そうこうしている内に、僕の視界がSunの街並みを捕えた。ほぼ無意識に、夜空を見上げてしまう。
月は、見えていた。
半月…より、少し細い位だろうか。これで勝率は確保出来て少しはマシになったものの、これではやはり一抹の不安が残る。
「なあブイオ、僕達は勝てると思うか?」
僕に訊かれたブイオは空を見上げて月を確認した後、腕組みをして考え込むようにした。僕を見、サシルを見て深く溜息を吐く。
「難しいな。見た通り勝率は半分以下だし、向こうは一人一人の力が大きい。それに、俺達との力の差も半端じゃないしな」
真剣な顔で答えたブイオは、そこで言葉を止めた。腕を解いて僕の方を向き、でも、と笑顔を見せる。
「勝たなきゃならないんだろ?あんたが言うには、一ミクロンでも確率がある限り戦うんだったと思うけど。それに対して俺は協力すると答えたし、他の皆も結構乗り気だった。…だったらやるしかないんじゃないのか?」
…そうか。
…そうか、そうだよな。
これは僕達に託された使命であり、僕達以外には成し得ない使命だった。今更になって、敵前逃亡するのはおろか、僕達には躊躇う猶予すらも与えられていない。
これは、一方通行の激流なんだ。
留まる事を知らないその渦に投げ込まれた僕達は、ただ一つの目的地を目指して流れるままに流されていく。

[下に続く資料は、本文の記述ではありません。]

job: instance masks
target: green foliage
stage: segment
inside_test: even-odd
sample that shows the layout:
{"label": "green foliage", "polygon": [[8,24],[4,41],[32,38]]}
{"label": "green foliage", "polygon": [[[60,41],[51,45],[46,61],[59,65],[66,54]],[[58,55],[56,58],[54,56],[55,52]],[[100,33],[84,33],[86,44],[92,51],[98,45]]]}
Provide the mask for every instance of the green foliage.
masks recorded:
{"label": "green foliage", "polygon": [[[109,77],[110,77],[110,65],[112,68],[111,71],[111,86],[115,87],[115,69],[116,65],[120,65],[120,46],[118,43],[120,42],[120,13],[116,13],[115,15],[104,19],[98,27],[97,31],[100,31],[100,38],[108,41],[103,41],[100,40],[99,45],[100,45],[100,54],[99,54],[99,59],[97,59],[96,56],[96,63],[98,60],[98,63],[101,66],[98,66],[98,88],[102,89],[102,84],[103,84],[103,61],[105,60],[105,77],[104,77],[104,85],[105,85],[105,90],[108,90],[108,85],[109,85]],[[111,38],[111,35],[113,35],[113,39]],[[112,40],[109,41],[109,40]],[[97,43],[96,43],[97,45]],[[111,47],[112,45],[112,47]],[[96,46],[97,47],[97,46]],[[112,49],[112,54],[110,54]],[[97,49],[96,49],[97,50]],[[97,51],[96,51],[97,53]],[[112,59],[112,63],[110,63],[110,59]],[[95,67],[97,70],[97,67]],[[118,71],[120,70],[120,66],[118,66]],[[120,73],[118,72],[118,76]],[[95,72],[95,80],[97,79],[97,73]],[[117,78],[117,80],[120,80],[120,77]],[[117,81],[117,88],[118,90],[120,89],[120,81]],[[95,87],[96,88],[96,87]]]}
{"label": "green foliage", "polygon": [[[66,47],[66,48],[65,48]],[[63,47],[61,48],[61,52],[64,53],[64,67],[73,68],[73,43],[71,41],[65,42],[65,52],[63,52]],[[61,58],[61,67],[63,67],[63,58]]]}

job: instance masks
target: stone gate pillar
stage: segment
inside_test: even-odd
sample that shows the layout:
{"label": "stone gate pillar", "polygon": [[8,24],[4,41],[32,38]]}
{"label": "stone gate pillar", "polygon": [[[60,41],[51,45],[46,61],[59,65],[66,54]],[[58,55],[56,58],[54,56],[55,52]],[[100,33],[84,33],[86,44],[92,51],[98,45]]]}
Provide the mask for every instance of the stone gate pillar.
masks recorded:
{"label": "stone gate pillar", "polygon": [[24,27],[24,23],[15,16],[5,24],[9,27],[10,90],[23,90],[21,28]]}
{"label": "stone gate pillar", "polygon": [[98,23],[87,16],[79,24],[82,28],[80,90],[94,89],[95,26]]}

その目的地が希望なのか絶望なのか、それは誰も見た事が無い未知の領域。
分かれ道を選ぶのはむろん僕達だ。
Sunに、決戦の地に僕達は足を踏み入れた。準備はこの上無く万全に整っている。
僕達に残された道はただ一つ。
それは、敵と戦って勝利を得、命の蝶を復活させる事。世の均衡を再び取り戻す事。
最後の決戦場が、今、幕を開けた。